Symptom/Description: kubectl get helmreleases -n=bigbang Showed BigBang successful, OPA Gatekeeper helm release timed out waiting for condition, and everything else pending. (makes since given that OPA GK comes 1st.)

When we checked the gatekeeper-system namespace, we saw deployments but no pods. kubectl logs kube-controller-manager -n=kube-system

I1223 17:55:29.460545 1 event.go:278] Event(v1.ObjectReference{Kind:"ReplicaSet", Namespace:"gatekeeper-system", Name:"gatekeeper-controller-manager-5b9cf6c85d", UID:"ddd27375-c894-4af9-91be-cacf244a60bf", APIVersion:"apps/v1", ResourceVersion:"44016", FieldPath:""}): type: 'Warning' reason: 'FailedCreate' Error creating: pods "gatekeeper-controller-manager-5b9cf6c85d-" is forbidden: unable to validate against any pod security policy: [pod.metadata.annotations[container.seccomp.security.alpha.kubernetes.io/manager]: Forbidden: seccomp may not be set pod.metadata.annotations[container.seccomp.security.alpha.kubernetes.io/manager]: Forbidden: seccomp may not be set pod.metadata.annotations[container.seccomp.security.alpha.kubernetes.io/manager]: Forbidden: seccomp may not be set]

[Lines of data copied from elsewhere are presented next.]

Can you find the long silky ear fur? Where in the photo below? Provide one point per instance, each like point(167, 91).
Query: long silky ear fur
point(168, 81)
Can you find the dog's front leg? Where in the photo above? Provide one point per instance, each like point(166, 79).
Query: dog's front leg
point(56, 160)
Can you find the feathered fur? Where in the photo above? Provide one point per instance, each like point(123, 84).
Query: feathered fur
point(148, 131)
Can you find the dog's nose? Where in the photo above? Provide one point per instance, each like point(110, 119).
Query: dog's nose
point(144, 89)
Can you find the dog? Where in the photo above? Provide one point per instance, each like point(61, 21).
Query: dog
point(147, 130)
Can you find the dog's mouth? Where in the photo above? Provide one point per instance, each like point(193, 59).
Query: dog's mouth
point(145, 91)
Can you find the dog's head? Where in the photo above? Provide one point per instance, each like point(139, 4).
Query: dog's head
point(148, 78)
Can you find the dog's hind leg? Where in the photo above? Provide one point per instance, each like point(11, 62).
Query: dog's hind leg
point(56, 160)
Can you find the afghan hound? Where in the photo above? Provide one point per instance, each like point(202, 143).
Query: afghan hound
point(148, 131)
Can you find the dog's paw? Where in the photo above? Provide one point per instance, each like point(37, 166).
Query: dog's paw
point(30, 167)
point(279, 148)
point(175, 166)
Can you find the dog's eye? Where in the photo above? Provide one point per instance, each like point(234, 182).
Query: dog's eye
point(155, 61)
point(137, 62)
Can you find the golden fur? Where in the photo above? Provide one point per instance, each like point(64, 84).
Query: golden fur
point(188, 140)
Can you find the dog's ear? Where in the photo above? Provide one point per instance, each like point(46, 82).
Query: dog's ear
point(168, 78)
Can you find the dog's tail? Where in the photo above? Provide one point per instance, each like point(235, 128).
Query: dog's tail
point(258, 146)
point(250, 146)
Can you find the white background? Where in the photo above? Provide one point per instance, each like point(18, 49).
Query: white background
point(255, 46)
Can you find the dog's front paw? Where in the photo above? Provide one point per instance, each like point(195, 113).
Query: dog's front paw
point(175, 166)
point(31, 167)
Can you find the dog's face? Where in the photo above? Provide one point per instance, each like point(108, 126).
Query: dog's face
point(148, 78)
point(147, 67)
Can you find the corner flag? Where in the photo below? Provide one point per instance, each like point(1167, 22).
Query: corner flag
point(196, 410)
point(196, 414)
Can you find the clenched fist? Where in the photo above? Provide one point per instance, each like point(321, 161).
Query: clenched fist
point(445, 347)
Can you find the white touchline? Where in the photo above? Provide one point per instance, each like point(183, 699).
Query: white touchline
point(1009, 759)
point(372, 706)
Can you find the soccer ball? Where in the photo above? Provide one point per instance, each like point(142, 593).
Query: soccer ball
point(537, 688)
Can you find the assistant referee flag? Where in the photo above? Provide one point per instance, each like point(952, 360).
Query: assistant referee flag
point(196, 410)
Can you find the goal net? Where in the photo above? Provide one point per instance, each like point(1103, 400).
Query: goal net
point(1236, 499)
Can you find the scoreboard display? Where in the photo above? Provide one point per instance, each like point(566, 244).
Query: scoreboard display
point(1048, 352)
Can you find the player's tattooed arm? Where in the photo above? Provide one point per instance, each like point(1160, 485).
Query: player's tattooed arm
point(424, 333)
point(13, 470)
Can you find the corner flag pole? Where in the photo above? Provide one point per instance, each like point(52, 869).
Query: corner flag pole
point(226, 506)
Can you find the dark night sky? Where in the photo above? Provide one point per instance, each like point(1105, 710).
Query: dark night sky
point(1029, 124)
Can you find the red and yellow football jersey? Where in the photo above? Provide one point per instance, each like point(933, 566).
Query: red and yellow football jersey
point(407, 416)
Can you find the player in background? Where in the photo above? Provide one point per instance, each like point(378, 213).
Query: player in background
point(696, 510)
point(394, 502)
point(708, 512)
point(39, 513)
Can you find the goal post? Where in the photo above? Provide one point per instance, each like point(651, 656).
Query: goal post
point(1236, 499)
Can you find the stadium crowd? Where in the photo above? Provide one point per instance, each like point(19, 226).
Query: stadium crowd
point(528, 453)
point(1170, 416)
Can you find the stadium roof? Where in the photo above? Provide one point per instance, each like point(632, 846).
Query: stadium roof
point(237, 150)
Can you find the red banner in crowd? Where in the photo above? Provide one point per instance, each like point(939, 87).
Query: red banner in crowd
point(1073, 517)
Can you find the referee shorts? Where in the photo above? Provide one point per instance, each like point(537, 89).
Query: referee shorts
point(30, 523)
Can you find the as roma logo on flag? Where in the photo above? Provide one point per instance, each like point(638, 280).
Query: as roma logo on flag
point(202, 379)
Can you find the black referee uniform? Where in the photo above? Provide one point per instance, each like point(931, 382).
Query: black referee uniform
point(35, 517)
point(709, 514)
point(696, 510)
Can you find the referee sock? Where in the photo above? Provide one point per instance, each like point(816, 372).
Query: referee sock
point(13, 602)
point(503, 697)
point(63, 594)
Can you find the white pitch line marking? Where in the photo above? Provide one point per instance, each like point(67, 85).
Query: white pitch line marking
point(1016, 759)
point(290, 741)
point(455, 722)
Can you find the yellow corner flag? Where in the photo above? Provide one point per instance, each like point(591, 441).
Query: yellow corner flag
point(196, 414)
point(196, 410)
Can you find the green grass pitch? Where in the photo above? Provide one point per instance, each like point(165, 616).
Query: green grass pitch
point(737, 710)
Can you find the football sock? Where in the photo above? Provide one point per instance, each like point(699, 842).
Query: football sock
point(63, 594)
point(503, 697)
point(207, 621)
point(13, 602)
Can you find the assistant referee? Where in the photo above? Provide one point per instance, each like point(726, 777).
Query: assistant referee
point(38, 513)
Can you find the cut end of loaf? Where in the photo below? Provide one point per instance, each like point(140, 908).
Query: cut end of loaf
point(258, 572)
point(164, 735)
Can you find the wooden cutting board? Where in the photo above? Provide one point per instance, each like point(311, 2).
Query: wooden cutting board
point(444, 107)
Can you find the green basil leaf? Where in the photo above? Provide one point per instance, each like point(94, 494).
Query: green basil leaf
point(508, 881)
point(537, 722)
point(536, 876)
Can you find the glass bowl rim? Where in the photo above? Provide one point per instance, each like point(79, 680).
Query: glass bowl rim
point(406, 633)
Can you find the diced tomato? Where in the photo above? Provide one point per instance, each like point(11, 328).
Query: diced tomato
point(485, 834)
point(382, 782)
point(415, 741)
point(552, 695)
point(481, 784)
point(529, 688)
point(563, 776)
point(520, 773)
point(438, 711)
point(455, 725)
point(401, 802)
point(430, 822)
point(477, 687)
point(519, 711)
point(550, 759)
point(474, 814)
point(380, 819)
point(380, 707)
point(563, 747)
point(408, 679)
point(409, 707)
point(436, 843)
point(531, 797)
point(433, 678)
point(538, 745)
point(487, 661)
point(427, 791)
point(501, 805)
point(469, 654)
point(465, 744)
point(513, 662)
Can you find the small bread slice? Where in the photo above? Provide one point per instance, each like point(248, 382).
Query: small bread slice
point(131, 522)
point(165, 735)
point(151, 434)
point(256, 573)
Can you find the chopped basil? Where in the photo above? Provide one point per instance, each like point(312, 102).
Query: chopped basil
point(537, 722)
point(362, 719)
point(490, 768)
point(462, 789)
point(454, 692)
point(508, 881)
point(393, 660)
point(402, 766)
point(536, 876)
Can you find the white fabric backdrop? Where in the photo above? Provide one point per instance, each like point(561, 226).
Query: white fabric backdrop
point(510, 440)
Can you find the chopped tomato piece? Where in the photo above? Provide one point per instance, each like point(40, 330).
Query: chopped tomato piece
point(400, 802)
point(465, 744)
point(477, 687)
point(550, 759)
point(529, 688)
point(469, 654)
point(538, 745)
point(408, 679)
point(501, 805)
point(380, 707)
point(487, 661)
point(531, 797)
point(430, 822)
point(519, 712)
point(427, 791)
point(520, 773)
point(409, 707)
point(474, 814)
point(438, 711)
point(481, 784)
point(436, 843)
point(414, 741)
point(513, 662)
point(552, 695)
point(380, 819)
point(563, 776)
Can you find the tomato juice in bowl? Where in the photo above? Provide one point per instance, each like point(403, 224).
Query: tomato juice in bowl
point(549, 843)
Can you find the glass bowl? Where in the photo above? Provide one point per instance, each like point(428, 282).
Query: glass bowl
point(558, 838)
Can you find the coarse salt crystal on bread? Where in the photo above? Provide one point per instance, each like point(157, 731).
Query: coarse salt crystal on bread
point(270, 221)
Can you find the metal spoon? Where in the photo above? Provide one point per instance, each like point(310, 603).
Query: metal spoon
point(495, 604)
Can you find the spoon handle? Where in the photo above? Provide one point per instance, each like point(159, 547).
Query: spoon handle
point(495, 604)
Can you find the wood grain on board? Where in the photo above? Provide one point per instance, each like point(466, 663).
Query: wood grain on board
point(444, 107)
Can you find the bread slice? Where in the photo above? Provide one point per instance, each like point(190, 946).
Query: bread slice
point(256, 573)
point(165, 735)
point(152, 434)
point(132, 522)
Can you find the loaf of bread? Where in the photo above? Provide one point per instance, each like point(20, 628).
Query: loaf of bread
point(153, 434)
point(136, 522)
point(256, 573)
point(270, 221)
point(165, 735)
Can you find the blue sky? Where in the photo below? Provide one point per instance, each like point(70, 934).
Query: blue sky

kubectl get psp -A showed that RKE2 shipped with 3 PSP settings. (1 unrestricted, 2 other ones)

Myself and Alex didn't find a solution, but I suggested the following short term options to him: Opt A. Rollback to the version that worked/didn't default to PSP enforcement Opt B. Research how to disable PSP enforcement cluster wide Opt C. Research how to edit the deployment or service account or however it's done to attach psp unrestricted to OPA gatekeeper deployments.

To Do:

1. Support of PSPs probably warrants a charter discussion of if we officially support PSPs, I vote yes since we are .mil and support the DoD.
2. Then there's the question of if we agree we support PSPs how do we go about doing so. Are we going to create a PSP helm chart that deploys one's we can guarantee exist regardless of the Kubernetes Distro, and have OPA GK + other BigBang tools reference those settings?